The Junior Service League of Independence, an organization whose mission is to connect and empower local women to positively impact their community, is having an "Extreme Apartment Makeover." They are doing extensive cosmetic renovation on two studio apartments for girls at Steppingstone, a transitional living campus for children ages 6 to 21, located just a few blocks south of Independence at 5100 Noland Road in Kansas City.
From installing appliances to adding beadboard to the walls, this is the JSL provisional class’s service project. Two teams comprised of first-year members, called "Actives," and members who have served seven or more years, "Sustainers," are pitted against each other to see which team can provide the best overall makeover to their designated apartment that will be determined by a third-party interior designer, says first-year JSL member Eden Dowler.
Dowler said the two JSL teams have a little less than a week, from March 31 to April 5, to totally revamp the apartments. Dowler said JSL members are coming to the Steppingstone apartments immediately after work to do even more labor that varies from painting walls to staining cabinet doors to adding new ceramic tile to the apartment floor.
And the aim in the "Extreme Apartment Makeover: Steppingstone Edition" is not only to have the most attractive apartment but also to ensure all added refinements are sturdy.
"We want these apartments to be long-lasting as well as pretty," said Dowler. "Durability is always important."
The Steppingstone campus has been serving homeless and runaway children in Jackson County since 1978, said director Lynn Durbin. He said that half of the residents are from state custody "that are too old for foster care," and the remaining half are from private referrals, such as churches, school districts and even the kids themselves.
And the demand for Steppingstone residency has increased, Durbin says.
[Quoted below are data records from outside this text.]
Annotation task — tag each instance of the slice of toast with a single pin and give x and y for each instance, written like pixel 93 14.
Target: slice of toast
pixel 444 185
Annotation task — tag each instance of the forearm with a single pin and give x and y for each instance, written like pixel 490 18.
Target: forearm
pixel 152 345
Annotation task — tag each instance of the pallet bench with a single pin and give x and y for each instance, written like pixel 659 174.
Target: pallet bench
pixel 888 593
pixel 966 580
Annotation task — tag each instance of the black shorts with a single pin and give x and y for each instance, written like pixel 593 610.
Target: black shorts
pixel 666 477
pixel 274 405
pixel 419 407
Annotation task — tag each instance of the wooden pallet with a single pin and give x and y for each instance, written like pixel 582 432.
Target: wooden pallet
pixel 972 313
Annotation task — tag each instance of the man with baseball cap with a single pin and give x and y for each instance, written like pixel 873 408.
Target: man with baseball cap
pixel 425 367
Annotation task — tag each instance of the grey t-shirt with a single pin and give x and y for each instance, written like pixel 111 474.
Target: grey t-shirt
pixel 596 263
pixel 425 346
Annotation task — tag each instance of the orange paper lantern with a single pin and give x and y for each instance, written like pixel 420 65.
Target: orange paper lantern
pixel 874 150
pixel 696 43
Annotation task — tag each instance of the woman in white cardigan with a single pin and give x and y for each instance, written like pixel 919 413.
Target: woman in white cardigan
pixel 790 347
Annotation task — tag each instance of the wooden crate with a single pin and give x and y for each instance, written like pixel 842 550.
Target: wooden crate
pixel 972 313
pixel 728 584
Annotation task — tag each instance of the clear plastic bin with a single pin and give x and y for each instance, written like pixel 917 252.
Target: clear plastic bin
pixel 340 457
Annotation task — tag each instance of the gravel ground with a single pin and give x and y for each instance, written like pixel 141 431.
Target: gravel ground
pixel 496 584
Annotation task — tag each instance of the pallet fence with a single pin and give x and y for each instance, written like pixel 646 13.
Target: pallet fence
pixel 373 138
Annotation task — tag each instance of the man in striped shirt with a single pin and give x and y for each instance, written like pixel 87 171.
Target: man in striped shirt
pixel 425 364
"Last year we had to turn down 330 kids due to funding," he said. "We can serve a lot more in the community, especially in our community apartment in Raytown. But our only restraint is funding."
He added that nearly 30 children live at Steppingstone, and the Jackson County Children's Division has reported an influx of children needing housing.
Besides providing independent living for older teenagers, Steppingstone's goals are to teach these children "without a safety net" life skills, such as budgeting money, cleaning their living quarters and overall preparation for the real world, plus to make sure they continue their education in some way after high school graduation.
"Our first goal is to make sure they (Steppingstone residents) are employed," said Durbin, "and to ensure they continue their education, whether attending college, a vocational or technical school."
The idea of doing a hands-on service project instead of the typical fundraiser for the JSL provisional class was suggested by members who were educators or work with children during a recent roundtable discussion, says Dowler.
"It was a pretty unanimous decision," she said.
JSL has raised $7,500 in both monetary and material donations for "Extreme Apartment Makeover," she adds.
"We also reached out to the community by getting discounts at Lowe's and contractors to do the electrical work free of charge."
And JSL is still accepting donations throughout this week. However, they want people to donate directly to Steppingstone by visiting their website at www.steppingstonekc.org.
"We would like people to think about what you would need for your first apartment in terms of donations," said Durbin. Small appliances, cleaning supplies and other similar furnishings are ideal, he added.
Either the Actives or Sustainers, where each member will probably be spending over 40 hours of work for the apartment renovation event, will earn a trophy for Best Remodeled Apartment on Saturday, Dowler says. But she adds the trophy is just symbolic on what the real prize is for all JSL members who participated in the event.
"Personally it's a passion of mine to give back to the community."